Mesajı Okuyun
Old 31-05-2008, 20:18   #55
RıFaT

 
Varsayılan

Alıntı:
Yazan Gemici
Sayın RıFaT,

o kadar olağan bir şekilde olağan olmayan iddialarda bulunuyorsunuz ki, konu hakkında bilgisi olmayanların yazdıklarınıza inanmaması olanaksız bir yerde.

Felsefenin kıstası ve ölçüsü inançlar değil akıldır.Felsefede inançlara yer yoktur,makul olana yer vardır.Eğer inançsallaşırsa dinselleşir.

Alıntı:
Yazan Gemici
Sayın RıFaT,

Ben size ileri sürdüğünüz fikri hangi felesefe akımı ve hangi filosof öne sürüyor diye bir soru yöneltmiştim. Bu soruya açık bir cevap vermediniz ve eklemek istiyorum, veremezsiniz de, çünkü felesefede ilk olarak Gottfried Wilhelm Leibniz tarafından açık olarak ifade edilen ve fikir olarak çıkış noktası Eflatun ve Aristoteles'e varan bir cümle vardır.

Bu temel cümle şu dur: hiçbir şey nedensiz gerçekleşmez.

Almanca'da buna 'Der Satz vom zureichenden Grund' (latincesi :lat. lex rationis determinantis sive sufficientis) deniyor.
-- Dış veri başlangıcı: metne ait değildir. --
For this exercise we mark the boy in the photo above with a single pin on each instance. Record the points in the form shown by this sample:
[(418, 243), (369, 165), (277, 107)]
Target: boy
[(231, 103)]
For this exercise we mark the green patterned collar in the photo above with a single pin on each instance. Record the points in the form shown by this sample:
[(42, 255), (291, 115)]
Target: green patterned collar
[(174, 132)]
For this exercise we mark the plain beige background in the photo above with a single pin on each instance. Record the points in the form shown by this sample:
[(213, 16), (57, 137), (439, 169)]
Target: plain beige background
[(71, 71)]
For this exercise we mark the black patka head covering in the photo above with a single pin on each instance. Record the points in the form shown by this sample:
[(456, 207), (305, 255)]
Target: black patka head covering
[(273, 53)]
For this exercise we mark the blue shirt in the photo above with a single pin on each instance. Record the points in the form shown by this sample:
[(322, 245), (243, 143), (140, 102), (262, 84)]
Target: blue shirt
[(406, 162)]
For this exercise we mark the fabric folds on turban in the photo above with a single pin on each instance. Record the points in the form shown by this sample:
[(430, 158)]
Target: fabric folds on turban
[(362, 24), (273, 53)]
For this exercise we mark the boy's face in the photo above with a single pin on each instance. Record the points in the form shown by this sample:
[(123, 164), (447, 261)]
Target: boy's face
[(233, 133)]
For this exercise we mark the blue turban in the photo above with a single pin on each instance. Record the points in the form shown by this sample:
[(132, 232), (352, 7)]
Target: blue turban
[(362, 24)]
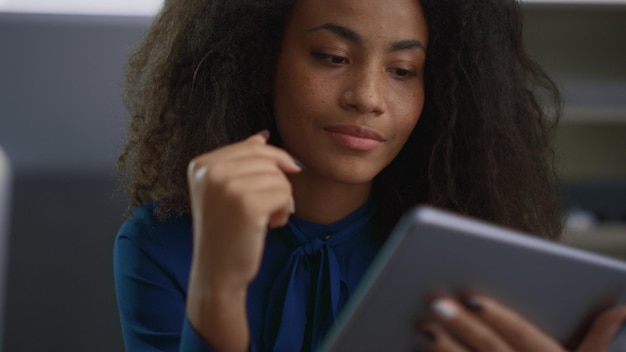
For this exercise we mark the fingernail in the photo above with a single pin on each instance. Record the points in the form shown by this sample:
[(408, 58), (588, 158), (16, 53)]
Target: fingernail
[(429, 335), (444, 309), (299, 163), (265, 134), (472, 304)]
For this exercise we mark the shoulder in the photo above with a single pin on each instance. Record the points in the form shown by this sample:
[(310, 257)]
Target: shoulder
[(153, 236)]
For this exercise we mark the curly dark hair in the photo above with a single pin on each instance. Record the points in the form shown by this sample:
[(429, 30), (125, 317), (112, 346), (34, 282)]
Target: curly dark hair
[(481, 147)]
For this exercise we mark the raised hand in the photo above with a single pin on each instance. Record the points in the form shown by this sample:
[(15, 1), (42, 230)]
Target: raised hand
[(236, 193)]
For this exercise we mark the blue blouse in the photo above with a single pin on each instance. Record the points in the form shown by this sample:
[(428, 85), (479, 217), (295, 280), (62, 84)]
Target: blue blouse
[(307, 274)]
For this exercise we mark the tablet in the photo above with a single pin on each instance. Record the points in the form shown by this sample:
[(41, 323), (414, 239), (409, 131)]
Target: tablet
[(558, 288)]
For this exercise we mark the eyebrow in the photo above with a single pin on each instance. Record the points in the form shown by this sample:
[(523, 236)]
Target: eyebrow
[(349, 34)]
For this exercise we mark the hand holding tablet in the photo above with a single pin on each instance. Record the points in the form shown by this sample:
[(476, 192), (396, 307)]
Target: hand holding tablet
[(558, 289)]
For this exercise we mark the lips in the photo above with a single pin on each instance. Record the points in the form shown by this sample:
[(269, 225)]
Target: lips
[(356, 131), (355, 137)]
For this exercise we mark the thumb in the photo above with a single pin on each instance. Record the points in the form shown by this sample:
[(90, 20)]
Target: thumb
[(603, 330), (260, 137)]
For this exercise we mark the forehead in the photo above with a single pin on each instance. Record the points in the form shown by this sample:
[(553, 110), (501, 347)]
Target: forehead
[(385, 20)]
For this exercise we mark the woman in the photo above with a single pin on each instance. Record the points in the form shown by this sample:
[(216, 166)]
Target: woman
[(366, 108)]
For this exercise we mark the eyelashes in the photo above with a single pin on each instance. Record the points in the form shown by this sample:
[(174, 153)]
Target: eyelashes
[(330, 58)]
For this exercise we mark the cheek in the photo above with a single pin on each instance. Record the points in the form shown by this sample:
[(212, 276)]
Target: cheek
[(409, 113), (299, 94)]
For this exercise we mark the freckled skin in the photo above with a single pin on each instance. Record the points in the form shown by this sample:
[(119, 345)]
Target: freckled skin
[(310, 94)]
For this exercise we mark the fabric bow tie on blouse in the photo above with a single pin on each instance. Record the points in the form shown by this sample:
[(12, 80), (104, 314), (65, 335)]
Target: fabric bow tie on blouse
[(309, 287)]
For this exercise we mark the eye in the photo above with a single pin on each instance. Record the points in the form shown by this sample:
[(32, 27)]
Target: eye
[(331, 59)]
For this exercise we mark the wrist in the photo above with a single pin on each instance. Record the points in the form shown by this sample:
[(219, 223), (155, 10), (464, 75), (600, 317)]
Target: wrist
[(219, 316)]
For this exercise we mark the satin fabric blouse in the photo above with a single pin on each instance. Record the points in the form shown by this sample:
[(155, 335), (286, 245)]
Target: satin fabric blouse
[(307, 274)]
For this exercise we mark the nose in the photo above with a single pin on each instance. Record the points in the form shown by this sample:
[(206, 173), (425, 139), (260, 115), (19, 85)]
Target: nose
[(364, 93)]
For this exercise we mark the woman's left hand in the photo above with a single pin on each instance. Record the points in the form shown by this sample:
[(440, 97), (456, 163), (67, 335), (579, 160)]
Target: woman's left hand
[(477, 323)]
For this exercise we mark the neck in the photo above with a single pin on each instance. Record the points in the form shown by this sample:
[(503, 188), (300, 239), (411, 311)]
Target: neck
[(323, 201)]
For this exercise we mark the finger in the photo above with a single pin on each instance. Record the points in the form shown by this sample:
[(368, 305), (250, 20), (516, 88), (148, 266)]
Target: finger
[(467, 327), (603, 330), (518, 332), (252, 147), (434, 337), (242, 167)]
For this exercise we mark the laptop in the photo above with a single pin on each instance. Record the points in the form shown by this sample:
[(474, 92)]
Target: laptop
[(558, 288)]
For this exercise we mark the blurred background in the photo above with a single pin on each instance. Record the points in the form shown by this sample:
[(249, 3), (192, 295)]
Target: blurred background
[(62, 124)]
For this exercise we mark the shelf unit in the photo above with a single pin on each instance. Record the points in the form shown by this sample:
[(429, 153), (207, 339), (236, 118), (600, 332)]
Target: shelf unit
[(582, 46)]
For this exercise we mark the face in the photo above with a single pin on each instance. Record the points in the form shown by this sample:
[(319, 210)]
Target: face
[(349, 84)]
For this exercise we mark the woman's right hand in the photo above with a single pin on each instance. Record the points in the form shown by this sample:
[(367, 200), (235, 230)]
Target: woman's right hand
[(236, 193)]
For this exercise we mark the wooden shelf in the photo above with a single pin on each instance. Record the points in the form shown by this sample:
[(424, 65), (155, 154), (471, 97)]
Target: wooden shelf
[(607, 240)]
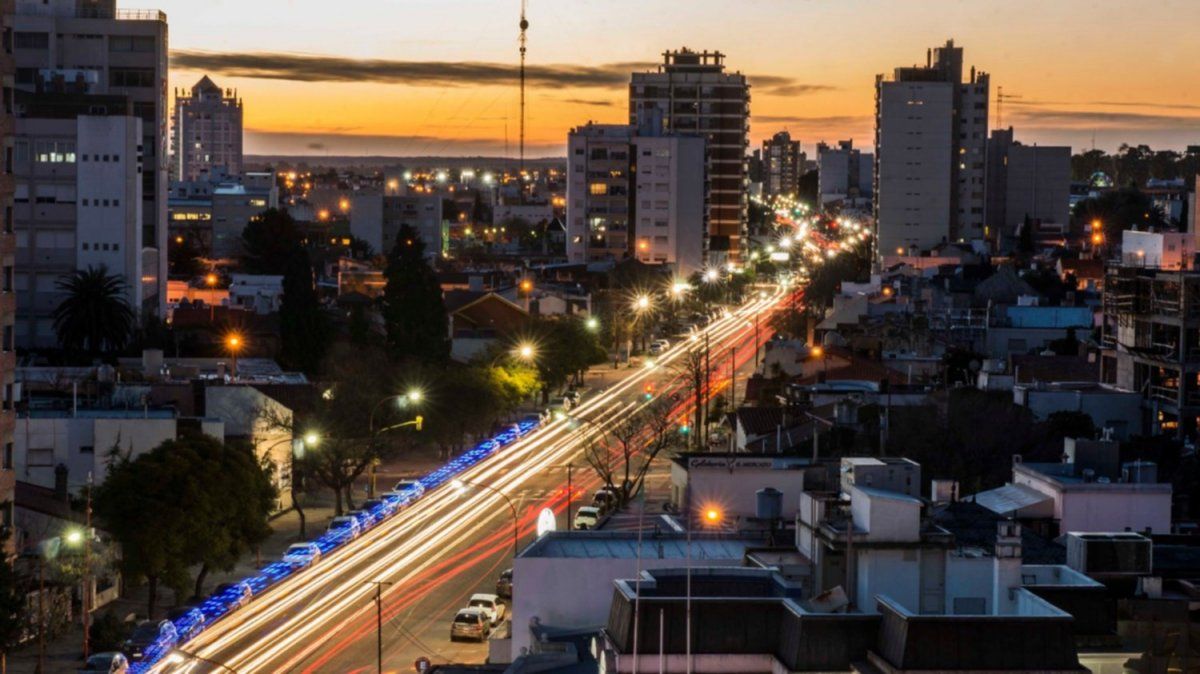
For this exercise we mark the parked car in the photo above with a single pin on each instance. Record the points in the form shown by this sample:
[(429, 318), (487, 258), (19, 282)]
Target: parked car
[(150, 641), (189, 621), (605, 499), (301, 554), (106, 663), (366, 519), (490, 605), (504, 584), (469, 624), (347, 525), (379, 507), (239, 593), (587, 517), (413, 486)]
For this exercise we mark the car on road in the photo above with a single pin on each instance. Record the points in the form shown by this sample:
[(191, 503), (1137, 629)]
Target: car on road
[(469, 624), (348, 527), (150, 641), (189, 621), (379, 506), (106, 663), (504, 584), (490, 605), (587, 517), (413, 487), (301, 555), (239, 594)]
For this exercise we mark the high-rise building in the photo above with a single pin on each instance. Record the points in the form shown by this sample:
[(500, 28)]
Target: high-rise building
[(89, 154), (7, 298), (844, 174), (930, 142), (635, 196), (1025, 182), (693, 94), (783, 164), (207, 131)]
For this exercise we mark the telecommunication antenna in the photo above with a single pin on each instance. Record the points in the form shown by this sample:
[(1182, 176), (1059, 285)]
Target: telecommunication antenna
[(525, 26), (1000, 104)]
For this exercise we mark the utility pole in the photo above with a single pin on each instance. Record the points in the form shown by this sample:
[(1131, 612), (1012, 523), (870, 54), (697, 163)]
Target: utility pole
[(87, 573), (379, 585)]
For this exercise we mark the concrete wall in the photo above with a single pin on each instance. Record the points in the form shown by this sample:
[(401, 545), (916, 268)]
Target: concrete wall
[(576, 591)]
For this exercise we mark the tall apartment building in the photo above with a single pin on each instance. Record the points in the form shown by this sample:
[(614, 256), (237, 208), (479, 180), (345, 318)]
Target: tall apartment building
[(78, 59), (635, 196), (207, 132), (1025, 181), (844, 173), (930, 143), (783, 164), (7, 299), (693, 94)]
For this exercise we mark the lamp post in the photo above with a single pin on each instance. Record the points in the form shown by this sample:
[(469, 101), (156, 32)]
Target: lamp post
[(461, 485)]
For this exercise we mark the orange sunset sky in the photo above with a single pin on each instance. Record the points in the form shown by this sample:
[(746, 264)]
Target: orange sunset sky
[(417, 77)]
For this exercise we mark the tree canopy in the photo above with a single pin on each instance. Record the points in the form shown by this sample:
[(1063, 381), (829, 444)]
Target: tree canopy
[(189, 501), (413, 310), (95, 317)]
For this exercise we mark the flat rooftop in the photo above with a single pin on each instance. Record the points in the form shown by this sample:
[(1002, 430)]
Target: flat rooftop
[(623, 545)]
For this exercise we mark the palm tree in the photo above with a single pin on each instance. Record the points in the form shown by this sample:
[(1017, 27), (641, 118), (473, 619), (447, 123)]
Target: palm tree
[(95, 316)]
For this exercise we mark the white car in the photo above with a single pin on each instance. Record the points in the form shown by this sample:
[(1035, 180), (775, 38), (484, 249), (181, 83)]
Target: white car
[(413, 487), (587, 517), (490, 605)]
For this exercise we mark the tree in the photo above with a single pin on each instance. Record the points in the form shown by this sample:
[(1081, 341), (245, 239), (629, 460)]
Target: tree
[(413, 310), (189, 501), (12, 603), (304, 326), (95, 316), (623, 453), (269, 241)]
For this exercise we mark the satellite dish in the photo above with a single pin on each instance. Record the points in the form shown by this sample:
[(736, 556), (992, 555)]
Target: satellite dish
[(546, 522)]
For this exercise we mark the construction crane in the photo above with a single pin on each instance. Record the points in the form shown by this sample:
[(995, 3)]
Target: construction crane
[(525, 26), (1000, 104)]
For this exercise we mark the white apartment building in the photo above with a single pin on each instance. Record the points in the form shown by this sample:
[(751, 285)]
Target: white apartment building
[(77, 205), (207, 131), (635, 196), (691, 94), (844, 173), (930, 144), (118, 58)]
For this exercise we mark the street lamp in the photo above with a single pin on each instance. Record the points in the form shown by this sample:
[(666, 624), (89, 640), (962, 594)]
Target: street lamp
[(234, 343), (461, 486)]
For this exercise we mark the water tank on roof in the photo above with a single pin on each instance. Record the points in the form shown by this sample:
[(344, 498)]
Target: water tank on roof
[(769, 504)]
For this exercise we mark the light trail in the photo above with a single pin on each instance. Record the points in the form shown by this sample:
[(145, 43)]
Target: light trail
[(283, 626)]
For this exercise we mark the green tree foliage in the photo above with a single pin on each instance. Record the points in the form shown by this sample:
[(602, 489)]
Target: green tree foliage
[(95, 317), (269, 241), (1119, 210), (189, 501), (304, 328), (12, 603), (413, 310)]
Bu cümleyi Türkçe'ye 'yeterli neden cümlesi' olarak çevirebiliriz. Bu cümle klasik formal mantığın dört temel cümlesinden birisidir.

Ontolojik olarak Demokrit bu cümleyi şöyle açıklıyor:
'Hiçbir şey nedensiz gerçekleşmez, herşeyin yeterli bir nedeni vardır' ve devam ediyor: „Tek bir şey bile bir neden olmadan gerçekleşmez, herşey herhangi bir nedenden dolayı zaruri olarak gerçekleşir.“

Aynı cümle Artur Schopenhauer ve Martin Heidegger tarafından da tekrarlanmıştır.


Nedensellik Yasasını Leibinz'den yaklaşık 800 sene önce yaşamış olan Farabi,Maba'de't-Tabiat(metafizik) adlı eserinde hem açıklama getirir hem de şahsına münhasır bir felsefi sistemini de oluşturur.Yine aynı argümanı İbn-i Sina'da Maba'de't-Tabiat(metafizik) kullanır.

Nedensellik yasasını da ilk ciddi saldıyı da Gazali Tehafetü-l Felasife(Filozofların Tutarsızlığı) adlı eserinde yapar.Sözkonusu esere İbn Rüşd Tehafüt et-Tehafüt (Tutarsızlığın Tutarsızlığı) bir karşıeleştiri olarak telif eder.Bu eserde en dikkat çekici unsur bir karşıeleştiri olmasına rağmen İbn Rüşd’ün Gazali’ye göstermiş olduğu saygıdır.Düşünene yani düşünceye verilen değer.

Hem felsefenin tarihi hem de felsefenin bu topraklardan gitmesinin kabaca tarihi de budur.

Tesadüf ve şans kelimeleri anlamı arasında bir yoktur.Mefhum olarak vardır.Köken olarak şans Fransızca tesadüf ise Arapça'dır.Anlaşamamızın sebebi budur.Şans Fransızca talih,kader,baht anlamına gelir.Arapça tesadüf de aynı anlamları taşır.

Saygılarımla

Hamiş:1-Genel olarak uslubum kes(k)inlik içerir..Sebeb,felsefenin içeriğindedir.Anlamak için de yazılarımın yavaş yavaş okunması gerekir.
2-Alıntı yapmış olduğunuz cümle lafzen olmasa da manen İbn Rüşd’e aittir.